Maud Hart Lovelace

Although Maud Hart Lovelace is said to have been a writer from the time she could hold a pencil, published her first short story at the age of 18, and wrote a number of historical novels, it wasn’t until the Mankato native began telling daughter Merian the stories of her own childhood that she found her true calling.

She gave herself and her childhood friends fictional names, and renamed Mankato “Deep Valley” in her beloved Betsy-Tacy children’s books. The stories, featuring an independent, talented, and fun-loving – but not beautiful – heroine, are amazingly true to life. The 10 books begin when Betsy is 5 and end with Betsy’s Wedding.

As Betsy-Tacy fans know, Betsy lived in Minneapolis as a young adult with her close friends Tacy and Tib. Lovelace briefly attended the University of Minnesota before leaving for a long European tour, shortened by the advent of World War I. Soon after arriving home, she met and married writer Delos Lovelace.
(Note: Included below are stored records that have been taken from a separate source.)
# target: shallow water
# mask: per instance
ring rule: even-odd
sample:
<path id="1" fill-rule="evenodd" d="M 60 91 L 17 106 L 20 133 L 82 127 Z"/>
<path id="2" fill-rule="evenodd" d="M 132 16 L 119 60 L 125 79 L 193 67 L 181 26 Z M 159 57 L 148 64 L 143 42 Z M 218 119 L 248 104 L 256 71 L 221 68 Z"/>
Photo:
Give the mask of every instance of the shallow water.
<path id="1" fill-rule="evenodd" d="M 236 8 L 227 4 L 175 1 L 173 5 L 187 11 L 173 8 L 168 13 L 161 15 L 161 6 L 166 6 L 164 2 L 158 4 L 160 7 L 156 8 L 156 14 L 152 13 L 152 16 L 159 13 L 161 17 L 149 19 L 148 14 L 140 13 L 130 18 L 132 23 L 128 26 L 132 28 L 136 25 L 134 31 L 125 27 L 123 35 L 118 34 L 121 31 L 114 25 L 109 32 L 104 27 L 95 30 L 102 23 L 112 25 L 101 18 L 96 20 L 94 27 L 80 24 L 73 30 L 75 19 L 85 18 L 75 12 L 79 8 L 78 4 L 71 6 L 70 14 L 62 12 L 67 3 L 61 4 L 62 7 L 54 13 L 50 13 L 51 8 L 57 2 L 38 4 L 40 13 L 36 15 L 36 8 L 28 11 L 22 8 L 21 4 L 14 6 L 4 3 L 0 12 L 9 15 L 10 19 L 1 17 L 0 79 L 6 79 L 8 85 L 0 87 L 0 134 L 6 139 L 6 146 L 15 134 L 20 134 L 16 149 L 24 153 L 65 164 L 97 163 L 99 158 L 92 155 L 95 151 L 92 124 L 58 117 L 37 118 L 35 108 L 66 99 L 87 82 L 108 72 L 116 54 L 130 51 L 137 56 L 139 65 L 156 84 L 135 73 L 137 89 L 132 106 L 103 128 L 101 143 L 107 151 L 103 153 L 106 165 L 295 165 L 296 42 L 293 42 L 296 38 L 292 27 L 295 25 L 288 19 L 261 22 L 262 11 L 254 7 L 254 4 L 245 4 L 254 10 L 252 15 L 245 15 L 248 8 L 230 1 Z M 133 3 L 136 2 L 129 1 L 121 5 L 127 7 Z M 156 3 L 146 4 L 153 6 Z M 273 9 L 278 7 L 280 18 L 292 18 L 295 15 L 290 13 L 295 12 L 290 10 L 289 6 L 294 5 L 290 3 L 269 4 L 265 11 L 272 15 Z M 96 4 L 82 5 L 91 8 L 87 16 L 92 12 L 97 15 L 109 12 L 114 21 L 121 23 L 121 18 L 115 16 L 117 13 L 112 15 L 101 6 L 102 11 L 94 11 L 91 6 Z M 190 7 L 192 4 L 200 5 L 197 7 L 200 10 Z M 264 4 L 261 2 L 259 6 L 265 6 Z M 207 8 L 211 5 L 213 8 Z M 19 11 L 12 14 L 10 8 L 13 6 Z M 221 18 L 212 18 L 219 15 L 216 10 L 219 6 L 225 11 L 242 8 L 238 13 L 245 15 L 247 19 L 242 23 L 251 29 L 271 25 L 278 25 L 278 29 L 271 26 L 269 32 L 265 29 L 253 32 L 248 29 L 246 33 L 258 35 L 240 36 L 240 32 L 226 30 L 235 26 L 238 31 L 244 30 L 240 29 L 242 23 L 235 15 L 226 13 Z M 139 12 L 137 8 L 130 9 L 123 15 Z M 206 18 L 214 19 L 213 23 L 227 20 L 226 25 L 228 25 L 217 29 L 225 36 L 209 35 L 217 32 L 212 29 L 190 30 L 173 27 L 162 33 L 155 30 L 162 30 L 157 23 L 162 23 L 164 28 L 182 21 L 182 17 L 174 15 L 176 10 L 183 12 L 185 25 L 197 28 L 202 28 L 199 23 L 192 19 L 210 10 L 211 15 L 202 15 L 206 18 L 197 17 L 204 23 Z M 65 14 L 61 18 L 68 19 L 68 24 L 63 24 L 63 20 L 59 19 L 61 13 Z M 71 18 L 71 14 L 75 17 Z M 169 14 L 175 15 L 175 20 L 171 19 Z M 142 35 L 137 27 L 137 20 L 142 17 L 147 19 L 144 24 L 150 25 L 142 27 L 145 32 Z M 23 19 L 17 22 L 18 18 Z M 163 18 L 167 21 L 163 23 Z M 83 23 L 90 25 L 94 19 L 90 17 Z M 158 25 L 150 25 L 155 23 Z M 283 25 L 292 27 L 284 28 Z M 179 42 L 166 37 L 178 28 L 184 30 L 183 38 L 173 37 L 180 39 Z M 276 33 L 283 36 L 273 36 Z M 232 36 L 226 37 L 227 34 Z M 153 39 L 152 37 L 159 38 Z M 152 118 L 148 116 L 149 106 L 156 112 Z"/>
After the war ended, they briefly made their home in Minneapolis before moving to New York, where their daughter Merian was born in 1931 when Maud Hart Lovelace was 39 years old.

Writer Anna Quindlen, a Lovelace fan, once referred to the fictional Betsy Ray as a “feminist icon,” and generations of children’s authors have been influenced by the books.

“I think the Betsy-Tacy books are based very closely on fact,” says Mankato historian Julie Schrader. Schrader is director of the Maud Hart Lovelace Society, which has 1,500 members and has spearheaded buying and beginning the restoration of “Tacy’s” and “Betsy’s” houses in Mankato. “Lovelace did so much research to make sure they were historically accurate.”

Children’s literature consultant and former librarian Kathleen Baxter is a Betsy-Tacy expert who corresponded with Lovelace beginning when she was 11 or 12. She is a founder of the Maud Hart Lovelace Society – and, though the newest generation of Betsy-Tacy fans don’t know it, this group was instrumental in getting the books back into print. “We worked for 10 years, at least,” Baxter says. “When they started reissuing them, we bought thousands and sold them at cost, just to keep them in print.

“They are so well written. They are timeless.”